Plan Slow, Implement Fast


Hi Reader,

I'm sending this while still feeling a bit bummed that I missed the ASTC conference this year. My flight was booked, and then life stuff happened. (Thanks for continuing to be awesome, 2025!)

It also got me thinking about a talk I gave at ASTC 2024. Karen Hammerness (of AMNH) and I gave a lightning talk unpacking how JSC, as external evaluators, collaborated with AMNH's internal research team on a Wave 1 evaluation of the (then) newly opened Gilder Center.

There were scores of interesting insights from that project. But this month, I want to talk about the least sexy one: Planning.

Let's dig into why it's one of the most valuable things to invest time in -- even (or maybe especially) in times of uncertainty.

Also included is:

  • A climate leader shares her systems thinking approach to planning -- different context, same idea.
  • An upcoming workshop about evaluation planning at the NAAEE conference.

Cheers,

Jessica

I love it when a plan comes together!

It's the unsexiest part of evaluation work. It's the part that involves meetings and note-taking and white-boarding. It's the part makes you impatiently ask, "Um but when are we going to get some data?!?"

And it's the part that routinely gets short-changed in timelines.

But if you want a cost-effective evaluation: Plan slow. Implement fast.

That AMNH project I mentioned? We spent more time planning the evaluation than we did implementing the study.

It wasn’t sexy. It wasn’t straightforward. It wasn’t simple.

But, in hindsight, I see about 15 project landmines that we avoided by not rushing in. When you have to rush to collect data as quickly as possible, it's a gamble.

I often hear timeline assumptions that leave a couple of weeks to plan a study. I get it! You are eager to get that sweet, sweet visitor data in your hands.

But evaluation is a big investment.

Investing more time in planning is a secret to getting the absolute most bang-for-your-buck from the study.

I'm going to share one concrete process you can use to help your team invest time in planning that will maximize the value of your evaluation -- whether it's in-house or out-house.

Stage 1: Lay all the cards on the table.

You can tackle this before calling in the evaluator. Get key stakeholders together and get everyone to articulate their evaluation wish-list:

  • What are your hopes for evaluation?
  • What are you wondering about that you think evaluation could help you know?
  • What claims or promises have we made about what this will do or achieve?

Get everyone to unpack their evaluation baggage now. Because if a rogue, "Wouldn't it be great if we could..." pops up the week of data collection, it’s too late.

It is likely to be… a lot.

That's good! Now you (and your evaluator) will know the field of play. No more reading the tea leaves.

At the same time, it is important that people don’t leave this session thinking an evaluator can make it all happen (affordably).
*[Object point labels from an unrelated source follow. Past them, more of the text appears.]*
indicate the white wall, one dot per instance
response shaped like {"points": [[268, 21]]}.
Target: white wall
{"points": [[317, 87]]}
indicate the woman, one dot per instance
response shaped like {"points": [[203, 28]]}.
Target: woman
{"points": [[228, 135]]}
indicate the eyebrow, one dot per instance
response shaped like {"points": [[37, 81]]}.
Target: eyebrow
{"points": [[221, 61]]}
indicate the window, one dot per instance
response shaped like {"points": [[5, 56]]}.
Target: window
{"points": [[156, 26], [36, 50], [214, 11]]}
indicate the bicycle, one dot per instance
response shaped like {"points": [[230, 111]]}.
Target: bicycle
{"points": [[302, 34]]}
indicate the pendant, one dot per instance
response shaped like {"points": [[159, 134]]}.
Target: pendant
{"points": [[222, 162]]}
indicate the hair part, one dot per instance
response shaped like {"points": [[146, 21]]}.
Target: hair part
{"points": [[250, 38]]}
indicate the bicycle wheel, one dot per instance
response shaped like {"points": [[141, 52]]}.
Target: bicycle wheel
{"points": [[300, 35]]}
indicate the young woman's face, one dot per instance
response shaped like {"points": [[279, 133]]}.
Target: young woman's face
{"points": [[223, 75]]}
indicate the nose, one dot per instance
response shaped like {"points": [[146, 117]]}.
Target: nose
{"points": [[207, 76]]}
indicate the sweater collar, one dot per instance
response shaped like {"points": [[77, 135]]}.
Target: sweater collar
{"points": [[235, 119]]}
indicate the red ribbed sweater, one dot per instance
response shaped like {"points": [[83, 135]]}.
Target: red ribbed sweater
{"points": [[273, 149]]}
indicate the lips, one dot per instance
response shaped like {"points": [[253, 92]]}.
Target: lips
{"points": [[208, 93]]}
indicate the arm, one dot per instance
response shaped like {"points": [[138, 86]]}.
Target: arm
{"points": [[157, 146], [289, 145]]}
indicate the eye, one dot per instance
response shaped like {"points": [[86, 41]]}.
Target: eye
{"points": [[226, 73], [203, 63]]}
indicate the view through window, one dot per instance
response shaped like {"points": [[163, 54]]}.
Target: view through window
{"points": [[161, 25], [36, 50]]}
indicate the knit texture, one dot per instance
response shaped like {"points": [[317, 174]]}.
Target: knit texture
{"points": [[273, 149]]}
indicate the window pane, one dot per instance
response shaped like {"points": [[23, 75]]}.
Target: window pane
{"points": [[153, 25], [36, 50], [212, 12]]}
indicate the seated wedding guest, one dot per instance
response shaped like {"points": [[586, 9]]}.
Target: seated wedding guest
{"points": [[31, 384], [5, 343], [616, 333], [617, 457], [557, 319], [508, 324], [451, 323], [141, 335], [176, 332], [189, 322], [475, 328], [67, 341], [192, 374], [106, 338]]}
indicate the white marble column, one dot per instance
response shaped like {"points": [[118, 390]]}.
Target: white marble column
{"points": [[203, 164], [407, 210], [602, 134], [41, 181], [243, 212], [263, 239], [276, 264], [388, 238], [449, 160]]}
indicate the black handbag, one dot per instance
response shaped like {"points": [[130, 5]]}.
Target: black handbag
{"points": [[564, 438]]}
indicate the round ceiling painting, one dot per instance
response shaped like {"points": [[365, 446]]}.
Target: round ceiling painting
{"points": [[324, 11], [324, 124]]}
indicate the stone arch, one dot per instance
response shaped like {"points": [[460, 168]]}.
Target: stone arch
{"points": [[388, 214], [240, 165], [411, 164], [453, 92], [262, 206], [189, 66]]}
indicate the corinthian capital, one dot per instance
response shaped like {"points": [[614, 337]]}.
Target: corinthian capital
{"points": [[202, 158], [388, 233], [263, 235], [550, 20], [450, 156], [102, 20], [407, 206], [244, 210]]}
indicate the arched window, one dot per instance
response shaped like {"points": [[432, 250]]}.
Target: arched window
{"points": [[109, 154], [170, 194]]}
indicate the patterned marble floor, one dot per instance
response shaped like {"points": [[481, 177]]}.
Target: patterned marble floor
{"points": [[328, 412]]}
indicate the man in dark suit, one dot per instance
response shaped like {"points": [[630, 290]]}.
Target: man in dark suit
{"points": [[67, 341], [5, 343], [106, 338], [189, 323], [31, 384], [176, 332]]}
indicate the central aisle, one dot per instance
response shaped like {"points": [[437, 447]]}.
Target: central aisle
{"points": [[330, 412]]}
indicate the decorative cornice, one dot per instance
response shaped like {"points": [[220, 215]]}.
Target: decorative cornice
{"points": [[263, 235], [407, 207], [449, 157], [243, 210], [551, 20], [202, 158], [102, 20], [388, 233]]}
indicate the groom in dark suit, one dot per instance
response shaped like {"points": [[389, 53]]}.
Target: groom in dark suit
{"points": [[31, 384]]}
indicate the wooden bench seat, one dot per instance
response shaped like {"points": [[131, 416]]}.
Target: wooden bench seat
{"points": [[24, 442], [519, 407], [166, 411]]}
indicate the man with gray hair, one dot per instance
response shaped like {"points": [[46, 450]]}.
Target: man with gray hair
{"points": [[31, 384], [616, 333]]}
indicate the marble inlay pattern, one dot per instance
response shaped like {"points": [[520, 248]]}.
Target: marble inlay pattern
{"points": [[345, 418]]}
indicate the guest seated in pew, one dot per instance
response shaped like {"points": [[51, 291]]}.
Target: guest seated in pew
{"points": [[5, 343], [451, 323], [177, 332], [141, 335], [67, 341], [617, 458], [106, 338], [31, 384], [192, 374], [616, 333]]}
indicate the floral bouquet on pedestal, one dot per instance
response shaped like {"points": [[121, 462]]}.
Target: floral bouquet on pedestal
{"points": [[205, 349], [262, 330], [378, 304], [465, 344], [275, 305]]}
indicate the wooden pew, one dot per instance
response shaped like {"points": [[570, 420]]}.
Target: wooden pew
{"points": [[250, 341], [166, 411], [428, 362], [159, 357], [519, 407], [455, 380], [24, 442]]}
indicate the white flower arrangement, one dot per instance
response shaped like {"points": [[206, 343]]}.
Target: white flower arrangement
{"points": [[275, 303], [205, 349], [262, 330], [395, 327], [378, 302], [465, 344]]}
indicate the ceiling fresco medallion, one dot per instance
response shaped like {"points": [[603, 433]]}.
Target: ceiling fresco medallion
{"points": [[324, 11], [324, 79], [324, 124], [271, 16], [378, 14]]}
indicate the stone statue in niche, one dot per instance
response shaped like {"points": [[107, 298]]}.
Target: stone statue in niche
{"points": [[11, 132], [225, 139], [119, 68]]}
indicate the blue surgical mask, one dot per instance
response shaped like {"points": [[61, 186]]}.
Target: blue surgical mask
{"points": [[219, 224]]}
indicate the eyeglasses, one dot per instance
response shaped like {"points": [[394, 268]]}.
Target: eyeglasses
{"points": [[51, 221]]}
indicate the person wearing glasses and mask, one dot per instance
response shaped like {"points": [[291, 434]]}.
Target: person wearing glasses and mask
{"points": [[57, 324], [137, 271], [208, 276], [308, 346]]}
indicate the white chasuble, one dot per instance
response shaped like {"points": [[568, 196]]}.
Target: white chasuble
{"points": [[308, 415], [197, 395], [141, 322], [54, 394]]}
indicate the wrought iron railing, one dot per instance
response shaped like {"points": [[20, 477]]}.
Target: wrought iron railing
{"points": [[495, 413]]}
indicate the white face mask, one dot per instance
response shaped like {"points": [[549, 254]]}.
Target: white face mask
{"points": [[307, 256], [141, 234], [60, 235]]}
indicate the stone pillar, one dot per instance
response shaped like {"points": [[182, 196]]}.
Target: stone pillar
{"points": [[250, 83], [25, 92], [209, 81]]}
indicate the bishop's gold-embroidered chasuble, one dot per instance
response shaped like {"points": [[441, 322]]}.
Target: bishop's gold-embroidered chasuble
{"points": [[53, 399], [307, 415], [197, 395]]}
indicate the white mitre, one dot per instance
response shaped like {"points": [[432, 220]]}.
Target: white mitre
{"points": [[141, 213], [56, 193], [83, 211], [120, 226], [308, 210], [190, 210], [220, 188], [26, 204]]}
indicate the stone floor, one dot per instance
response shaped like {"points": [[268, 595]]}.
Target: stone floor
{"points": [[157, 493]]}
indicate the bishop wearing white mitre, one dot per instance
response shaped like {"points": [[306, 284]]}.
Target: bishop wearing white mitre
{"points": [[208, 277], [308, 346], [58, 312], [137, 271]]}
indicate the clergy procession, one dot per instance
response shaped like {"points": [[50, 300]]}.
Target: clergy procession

So, close the brainstorming with something like:

We've generated a lot of great ideas! Realistically, we won't be able to evaluate all of this. But this gives us clarity to narrow in on the pieces that are most important and most doable.

Stage 2: Bring order to the chaos.

Now’s a good time to bring in an evaluator assist. Some Dos and Don'ts.

Don't hand this list to your evaluator and say, "We want to evaluate all of it. Go." That makes us sad.

Do share this as context of where you are at and ask for advice. At this stage, an evaluator can often group ideas in ways you might not see. We can see overlapping questions and directions that bring some order to the chaos.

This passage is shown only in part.